La prioridad: salvaguardar la integridad territorial de la OTAN

En el pasado mes de junio, con la celebración de la Cumbre de la OTAN en Madrid, se reabrió este debate. La Alianza Atlántica aseguró proteger “cada centímetro de territorio aliado” y el gobierno central aclaró que no se hizo mención expresa a Ceuta y Melilla para no singularizar el problema. Además, añadieron que no se recogen nombres propios de ciudades en los artículos. Pese a que esto último es cierto, la modificación del artículo 6 para salvaguardar la integridad territorial de España no tendría por qué suponer un señalamiento del problema.

Es decir, del mismo modo que se admite la región del Atlántico Norte al norte del Trópico de Cáncer para acoger a las islas Canarias y las Azores, podría revisarse el artículo 6 para amparar también la totalidad del territorio de las Partes. No hablamos ya exclusivamente de Ceuta y Melilla, pues EEUU estaría en las mismas condiciones que España.

Y es que Hawái, estado número 50, tampoco quedaría amparado bajo el paraguas de la OTAN al encontrarse en mitad del océano Pacífico. Siendo realistas, habría que ver qué ocurriría ante un supuesto ataque a las islas hawaianas y si verdaderamente la Alianza Atlántica se quedaría de brazos cruzados. Ante la premisa anterior, cabe preguntarse lo mismo en el caso de Ceuta y Melilla, pero con muchas más dudas y pocas certezas. ¿Actuaría la OTAN ante un ataque armado contra estas dos ciudades autónomas?

Es posible (y probable) que este debate teórico, esta zona gris en la que nos movemos, no sea causa de un descuido, sino más bien intencionado. Al no aclarar explícitamente si Ceuta y Melilla se encuentran bajo la protección de la OTAN, la Alianza tiene más margen de maniobra para actuar de una manera o de otra. Por supuesto, habría que ver ante qué escenario nos encontramos y quiénes serían los actores.
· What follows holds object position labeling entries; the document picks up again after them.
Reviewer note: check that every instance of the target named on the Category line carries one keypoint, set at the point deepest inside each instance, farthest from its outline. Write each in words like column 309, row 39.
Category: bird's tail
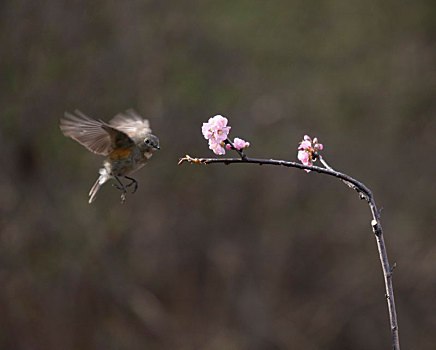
column 104, row 176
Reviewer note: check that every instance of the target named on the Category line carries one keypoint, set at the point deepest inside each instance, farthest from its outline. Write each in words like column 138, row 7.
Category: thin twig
column 364, row 193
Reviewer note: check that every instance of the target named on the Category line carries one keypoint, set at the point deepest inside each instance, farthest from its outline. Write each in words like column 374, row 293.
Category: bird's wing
column 95, row 135
column 131, row 123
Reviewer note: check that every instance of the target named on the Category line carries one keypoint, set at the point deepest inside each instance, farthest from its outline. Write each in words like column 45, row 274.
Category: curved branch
column 364, row 193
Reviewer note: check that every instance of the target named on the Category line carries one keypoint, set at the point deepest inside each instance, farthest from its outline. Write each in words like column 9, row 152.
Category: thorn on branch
column 376, row 227
column 391, row 269
column 191, row 160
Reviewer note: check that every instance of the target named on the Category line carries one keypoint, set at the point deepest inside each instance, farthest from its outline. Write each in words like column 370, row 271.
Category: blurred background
column 218, row 257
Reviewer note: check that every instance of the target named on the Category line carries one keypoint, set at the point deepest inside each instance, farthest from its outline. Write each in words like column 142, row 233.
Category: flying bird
column 126, row 141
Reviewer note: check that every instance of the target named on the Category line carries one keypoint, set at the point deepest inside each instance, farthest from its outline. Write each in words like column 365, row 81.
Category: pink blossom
column 239, row 144
column 306, row 145
column 216, row 128
column 304, row 157
column 216, row 147
column 307, row 150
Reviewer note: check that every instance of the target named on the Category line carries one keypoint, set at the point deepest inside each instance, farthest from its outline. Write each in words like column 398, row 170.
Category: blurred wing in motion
column 131, row 123
column 95, row 135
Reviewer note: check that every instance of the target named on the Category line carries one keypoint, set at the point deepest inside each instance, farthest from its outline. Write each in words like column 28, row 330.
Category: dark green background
column 216, row 257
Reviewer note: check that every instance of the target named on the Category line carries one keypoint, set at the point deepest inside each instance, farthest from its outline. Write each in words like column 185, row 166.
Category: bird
column 126, row 141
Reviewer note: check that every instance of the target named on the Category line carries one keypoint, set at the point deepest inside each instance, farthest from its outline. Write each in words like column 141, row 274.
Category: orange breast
column 120, row 153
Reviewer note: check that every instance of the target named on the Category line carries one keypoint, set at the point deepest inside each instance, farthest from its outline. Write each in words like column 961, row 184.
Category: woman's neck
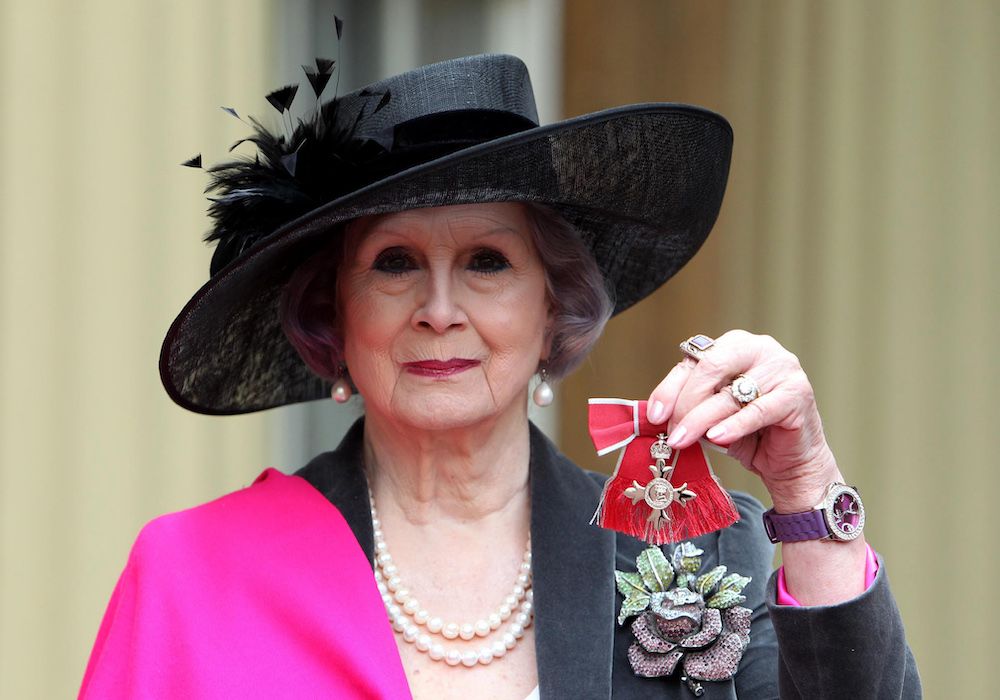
column 462, row 475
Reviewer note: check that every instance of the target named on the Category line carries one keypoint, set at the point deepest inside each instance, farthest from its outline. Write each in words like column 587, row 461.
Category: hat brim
column 642, row 184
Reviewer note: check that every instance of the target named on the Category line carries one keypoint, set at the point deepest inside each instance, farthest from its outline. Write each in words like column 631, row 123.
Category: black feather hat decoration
column 318, row 160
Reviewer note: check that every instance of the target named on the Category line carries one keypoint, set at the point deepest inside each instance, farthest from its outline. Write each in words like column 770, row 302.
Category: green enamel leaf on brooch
column 632, row 606
column 725, row 599
column 630, row 584
column 706, row 584
column 687, row 558
column 655, row 570
column 734, row 582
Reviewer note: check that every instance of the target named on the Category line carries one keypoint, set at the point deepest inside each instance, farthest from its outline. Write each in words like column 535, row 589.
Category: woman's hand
column 778, row 436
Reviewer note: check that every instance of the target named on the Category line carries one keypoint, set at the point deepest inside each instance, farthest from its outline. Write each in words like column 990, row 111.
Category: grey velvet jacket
column 856, row 649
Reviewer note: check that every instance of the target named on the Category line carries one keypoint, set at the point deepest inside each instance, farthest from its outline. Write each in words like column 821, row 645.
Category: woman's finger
column 699, row 419
column 661, row 402
column 769, row 409
column 733, row 353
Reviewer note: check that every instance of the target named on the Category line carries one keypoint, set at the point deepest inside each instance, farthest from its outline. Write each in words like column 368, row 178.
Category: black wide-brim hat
column 642, row 184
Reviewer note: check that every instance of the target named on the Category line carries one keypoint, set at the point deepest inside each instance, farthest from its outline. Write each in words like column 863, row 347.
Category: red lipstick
column 440, row 368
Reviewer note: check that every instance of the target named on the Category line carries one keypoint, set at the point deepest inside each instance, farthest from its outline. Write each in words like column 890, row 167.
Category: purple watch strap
column 795, row 527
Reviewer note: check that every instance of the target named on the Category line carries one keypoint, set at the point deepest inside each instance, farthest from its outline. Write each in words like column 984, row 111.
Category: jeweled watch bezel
column 819, row 523
column 834, row 492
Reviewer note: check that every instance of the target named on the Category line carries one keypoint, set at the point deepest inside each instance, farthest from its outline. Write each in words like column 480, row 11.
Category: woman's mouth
column 440, row 368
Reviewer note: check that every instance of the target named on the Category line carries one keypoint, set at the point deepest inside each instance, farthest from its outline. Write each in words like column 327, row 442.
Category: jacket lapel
column 573, row 578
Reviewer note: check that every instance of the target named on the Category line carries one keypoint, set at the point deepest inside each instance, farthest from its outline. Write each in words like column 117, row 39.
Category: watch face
column 845, row 514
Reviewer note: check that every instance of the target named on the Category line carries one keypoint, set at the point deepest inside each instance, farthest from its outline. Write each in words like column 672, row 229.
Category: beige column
column 99, row 248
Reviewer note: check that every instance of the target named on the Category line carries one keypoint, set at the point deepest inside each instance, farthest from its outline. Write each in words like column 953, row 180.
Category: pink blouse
column 871, row 568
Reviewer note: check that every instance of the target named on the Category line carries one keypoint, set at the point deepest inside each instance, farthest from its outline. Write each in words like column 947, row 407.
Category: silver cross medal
column 659, row 493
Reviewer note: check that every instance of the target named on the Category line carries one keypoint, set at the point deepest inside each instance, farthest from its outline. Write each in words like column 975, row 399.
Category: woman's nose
column 439, row 309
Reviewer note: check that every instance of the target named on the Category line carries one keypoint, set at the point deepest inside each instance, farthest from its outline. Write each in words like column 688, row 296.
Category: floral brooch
column 684, row 619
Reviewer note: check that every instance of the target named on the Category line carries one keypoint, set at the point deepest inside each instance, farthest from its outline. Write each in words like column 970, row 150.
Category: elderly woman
column 425, row 244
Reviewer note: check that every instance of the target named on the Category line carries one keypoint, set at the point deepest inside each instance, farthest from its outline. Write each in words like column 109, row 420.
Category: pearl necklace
column 408, row 616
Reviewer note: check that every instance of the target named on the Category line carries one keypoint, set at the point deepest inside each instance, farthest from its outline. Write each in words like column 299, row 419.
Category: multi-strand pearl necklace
column 410, row 619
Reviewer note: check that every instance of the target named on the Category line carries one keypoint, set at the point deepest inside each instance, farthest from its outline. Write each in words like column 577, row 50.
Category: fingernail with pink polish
column 715, row 433
column 676, row 436
column 656, row 412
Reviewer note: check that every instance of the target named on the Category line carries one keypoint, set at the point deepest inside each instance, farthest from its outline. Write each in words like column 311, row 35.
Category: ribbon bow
column 656, row 493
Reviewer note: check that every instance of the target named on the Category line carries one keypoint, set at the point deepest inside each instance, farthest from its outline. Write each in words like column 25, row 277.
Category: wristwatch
column 839, row 517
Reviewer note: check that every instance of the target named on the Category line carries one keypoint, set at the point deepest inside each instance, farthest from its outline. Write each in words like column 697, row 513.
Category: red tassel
column 618, row 423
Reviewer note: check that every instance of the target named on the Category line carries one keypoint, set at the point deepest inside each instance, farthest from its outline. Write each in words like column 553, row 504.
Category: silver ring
column 744, row 389
column 695, row 346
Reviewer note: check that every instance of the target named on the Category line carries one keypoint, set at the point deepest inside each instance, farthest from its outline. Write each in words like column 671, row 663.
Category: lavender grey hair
column 581, row 301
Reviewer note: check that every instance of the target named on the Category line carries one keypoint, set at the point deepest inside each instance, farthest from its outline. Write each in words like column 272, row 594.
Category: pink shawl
column 263, row 593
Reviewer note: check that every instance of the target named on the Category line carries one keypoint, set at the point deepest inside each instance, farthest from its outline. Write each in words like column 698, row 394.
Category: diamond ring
column 744, row 389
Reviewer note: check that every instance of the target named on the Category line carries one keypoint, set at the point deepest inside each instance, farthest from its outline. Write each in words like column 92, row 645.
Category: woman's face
column 444, row 313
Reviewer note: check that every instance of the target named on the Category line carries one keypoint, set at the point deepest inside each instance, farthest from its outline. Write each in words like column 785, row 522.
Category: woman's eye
column 395, row 261
column 488, row 262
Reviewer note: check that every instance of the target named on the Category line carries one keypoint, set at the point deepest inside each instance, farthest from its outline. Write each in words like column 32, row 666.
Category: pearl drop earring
column 341, row 390
column 543, row 392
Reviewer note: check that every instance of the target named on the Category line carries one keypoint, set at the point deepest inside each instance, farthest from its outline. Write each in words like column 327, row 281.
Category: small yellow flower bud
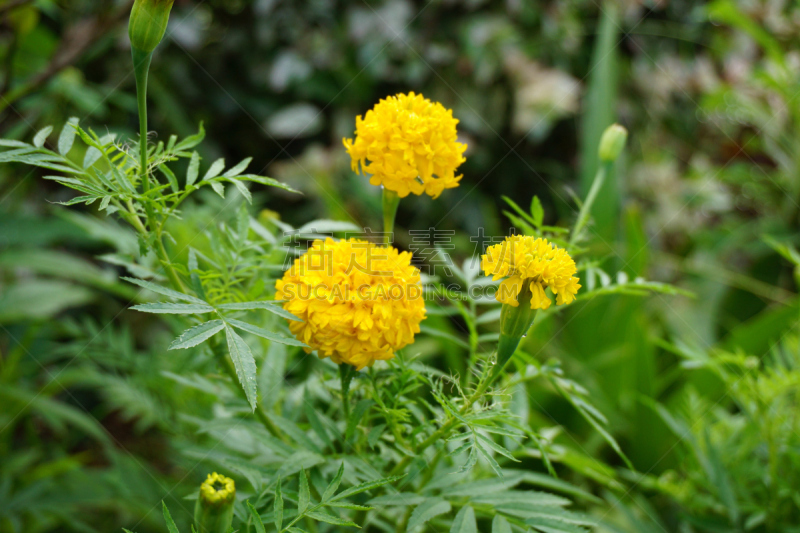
column 148, row 23
column 213, row 512
column 612, row 142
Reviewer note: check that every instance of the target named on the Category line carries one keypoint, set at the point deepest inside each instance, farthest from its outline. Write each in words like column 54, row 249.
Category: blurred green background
column 700, row 391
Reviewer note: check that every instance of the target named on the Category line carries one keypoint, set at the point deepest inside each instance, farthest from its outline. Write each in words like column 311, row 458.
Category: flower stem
column 586, row 208
column 390, row 203
column 346, row 373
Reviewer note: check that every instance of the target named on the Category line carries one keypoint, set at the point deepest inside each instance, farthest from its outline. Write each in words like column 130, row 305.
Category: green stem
column 346, row 373
column 586, row 208
column 390, row 203
column 442, row 431
column 262, row 415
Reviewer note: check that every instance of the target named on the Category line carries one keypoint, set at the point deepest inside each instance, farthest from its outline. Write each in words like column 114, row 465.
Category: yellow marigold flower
column 213, row 511
column 409, row 145
column 525, row 259
column 217, row 489
column 358, row 302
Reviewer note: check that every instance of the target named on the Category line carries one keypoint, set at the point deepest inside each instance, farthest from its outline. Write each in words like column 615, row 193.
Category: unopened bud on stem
column 148, row 23
column 213, row 512
column 612, row 142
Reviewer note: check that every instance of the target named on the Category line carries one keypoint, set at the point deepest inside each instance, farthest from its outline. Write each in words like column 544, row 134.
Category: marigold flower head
column 523, row 259
column 217, row 489
column 409, row 145
column 358, row 302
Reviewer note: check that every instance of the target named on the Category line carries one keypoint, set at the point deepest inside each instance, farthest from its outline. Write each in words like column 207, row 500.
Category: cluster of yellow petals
column 357, row 302
column 524, row 259
column 409, row 145
column 218, row 489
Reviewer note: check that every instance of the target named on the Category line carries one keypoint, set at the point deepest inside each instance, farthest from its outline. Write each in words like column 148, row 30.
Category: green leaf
column 67, row 137
column 500, row 525
column 330, row 519
column 464, row 521
column 334, row 485
column 243, row 190
column 303, row 495
column 171, row 527
column 272, row 307
column 238, row 169
column 191, row 141
column 165, row 291
column 537, row 212
column 266, row 334
column 358, row 413
column 363, row 487
column 277, row 508
column 244, row 363
column 215, row 169
column 428, row 509
column 41, row 136
column 197, row 334
column 173, row 181
column 173, row 309
column 259, row 525
column 194, row 169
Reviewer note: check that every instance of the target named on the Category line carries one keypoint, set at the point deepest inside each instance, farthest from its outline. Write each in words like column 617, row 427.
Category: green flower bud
column 612, row 142
column 213, row 512
column 148, row 23
column 514, row 324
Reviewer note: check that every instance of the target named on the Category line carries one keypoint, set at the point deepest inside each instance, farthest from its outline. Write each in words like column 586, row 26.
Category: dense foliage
column 142, row 348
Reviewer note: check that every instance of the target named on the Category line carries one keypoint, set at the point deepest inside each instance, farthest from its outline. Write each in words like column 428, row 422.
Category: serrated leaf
column 171, row 527
column 428, row 509
column 330, row 519
column 67, row 137
column 303, row 495
column 244, row 363
column 192, row 140
column 238, row 169
column 165, row 291
column 173, row 309
column 500, row 525
column 277, row 508
column 215, row 169
column 330, row 490
column 41, row 136
column 272, row 307
column 355, row 417
column 194, row 169
column 197, row 334
column 173, row 181
column 266, row 334
column 259, row 525
column 363, row 487
column 218, row 188
column 464, row 522
column 242, row 188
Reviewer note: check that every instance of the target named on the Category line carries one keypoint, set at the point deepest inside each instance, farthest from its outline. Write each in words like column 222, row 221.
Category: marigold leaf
column 67, row 137
column 330, row 490
column 428, row 509
column 41, row 136
column 330, row 519
column 244, row 363
column 171, row 527
column 259, row 525
column 464, row 522
column 197, row 334
column 272, row 307
column 266, row 334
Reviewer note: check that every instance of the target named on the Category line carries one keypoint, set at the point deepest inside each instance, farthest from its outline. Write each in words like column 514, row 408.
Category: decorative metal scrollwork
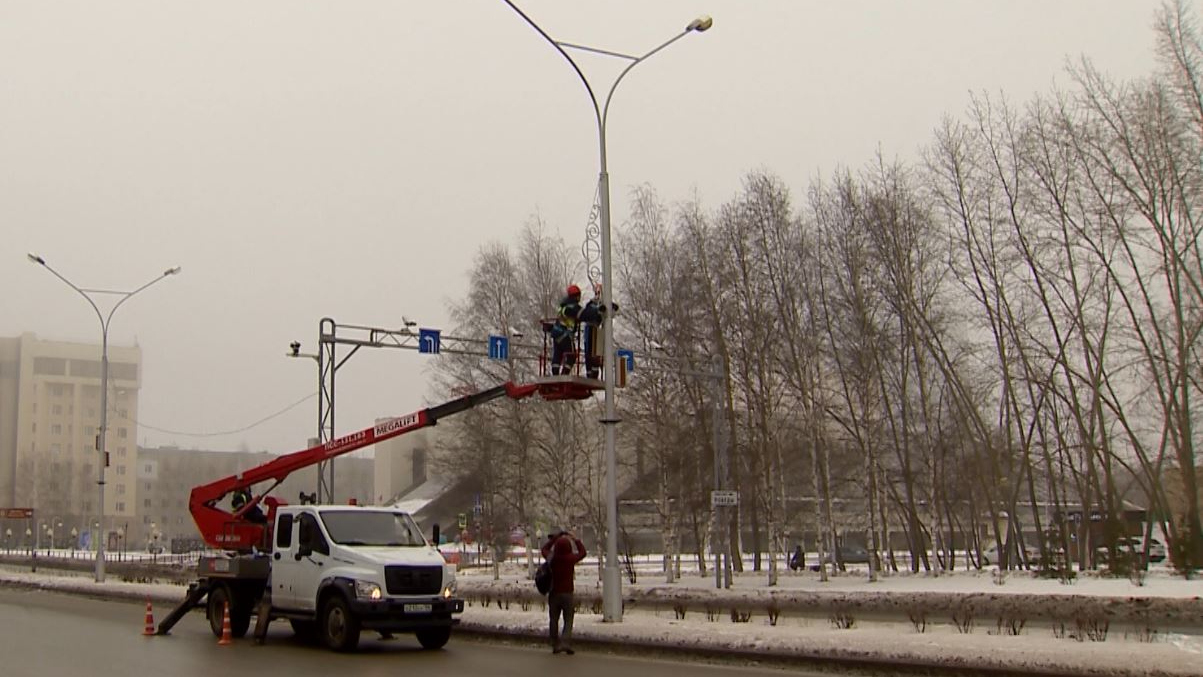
column 592, row 245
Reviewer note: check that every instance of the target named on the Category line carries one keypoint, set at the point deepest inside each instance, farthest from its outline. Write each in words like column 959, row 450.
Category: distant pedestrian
column 562, row 551
column 798, row 560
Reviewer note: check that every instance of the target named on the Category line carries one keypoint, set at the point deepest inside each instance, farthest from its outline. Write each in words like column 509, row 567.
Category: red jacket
column 563, row 553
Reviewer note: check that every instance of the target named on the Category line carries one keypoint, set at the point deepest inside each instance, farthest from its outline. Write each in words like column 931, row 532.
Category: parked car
column 1156, row 551
column 991, row 557
column 1130, row 546
column 848, row 554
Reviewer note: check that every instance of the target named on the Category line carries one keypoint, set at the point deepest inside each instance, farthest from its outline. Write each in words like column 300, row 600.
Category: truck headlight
column 368, row 591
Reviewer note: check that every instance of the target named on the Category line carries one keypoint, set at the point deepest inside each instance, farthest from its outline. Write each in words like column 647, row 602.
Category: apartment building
column 401, row 463
column 49, row 419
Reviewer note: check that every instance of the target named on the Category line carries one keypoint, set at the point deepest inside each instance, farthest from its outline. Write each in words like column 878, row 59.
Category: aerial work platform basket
column 568, row 381
column 567, row 386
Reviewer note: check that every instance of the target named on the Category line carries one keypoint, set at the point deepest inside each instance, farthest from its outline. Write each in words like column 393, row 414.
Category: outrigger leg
column 196, row 592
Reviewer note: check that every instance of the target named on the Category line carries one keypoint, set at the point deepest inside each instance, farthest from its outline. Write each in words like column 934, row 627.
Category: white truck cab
column 341, row 569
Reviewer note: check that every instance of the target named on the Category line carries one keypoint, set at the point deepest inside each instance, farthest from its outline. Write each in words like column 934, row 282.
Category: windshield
column 368, row 528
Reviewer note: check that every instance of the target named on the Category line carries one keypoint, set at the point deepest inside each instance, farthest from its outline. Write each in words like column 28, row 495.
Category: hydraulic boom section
column 247, row 528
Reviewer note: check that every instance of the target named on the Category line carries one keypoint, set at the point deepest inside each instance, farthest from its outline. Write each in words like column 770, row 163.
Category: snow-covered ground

No obstante, si el ataque proviniera de nuestro vecino Marruecos, remitiéndonos a las tensas relaciones que arrastramos, a algún miembro de la OTAN le temblaría el pulso antes de activar el artículo 5. No es un secreto que Marruecos es un sólido aliado de EEUU. Esta relación simbiótica, como el tiburón y su rémora, podría causar más de un dilema no solo en el nido de la OTAN, sino también en las relaciones bilaterales entre EEUU y España.

Como hemos dicho, en caso de ataque armado a Ceuta o Melilla, España tendría que luchar por una interpretación favorable de esa zona gris de los artículos 5 y 6 de la OTAN. A veces, en el tablero de ajedrez que son las relaciones internacionales no importa ser peón si uno sabe moverse. Si no, a España solo le quedaría dominar la hermenéutica.